Strangely, Matrix Multiplications on GPUs Run…

Horace He

Apr 29, 2024

125

Great minds discuss flops per watt.

Read →

22 Comments

Dylan Patel

Apr 29, 2024Edited

Benchmark performance by input type chart for H100, H200, MI300X pls. Make it something I gotta pay for lol. It would be cool to see FLOPS/Watt across all those HW too, cause rn all we see is some random MFU across a whole model which isnt apples to apple or theoretical peaks.

Expand full comment

Reply (1)

Amit

Apr 30, 2024

I also second this request… though my expectations are:

For MI300X, you can almost guarantee it’ll be worse flops/W due to it using a slightly worse process 5nm vs 4nm and more importantly the crazy use of chiplets.

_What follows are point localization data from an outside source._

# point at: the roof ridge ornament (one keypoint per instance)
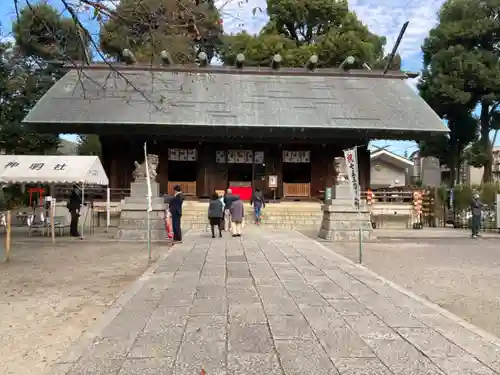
(165, 57)
(350, 60)
(202, 59)
(240, 59)
(312, 63)
(276, 61)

H200 will be similar to H100 for such a test where BW doesn’t matter.

Expand full comment

Reply (2)

Dylan Patel

Apr 30, 2024

Don't think the MI300X has worse process node, that is just marketing from Nvidia. The H100 uses a customized version of TSMC N5P which they branded as 4N. AMD uses a customized version of N5P for the GPU compute stacked on top of N6 based active interposer. The chiplets/packaging may lead to worse efficiency as you stated.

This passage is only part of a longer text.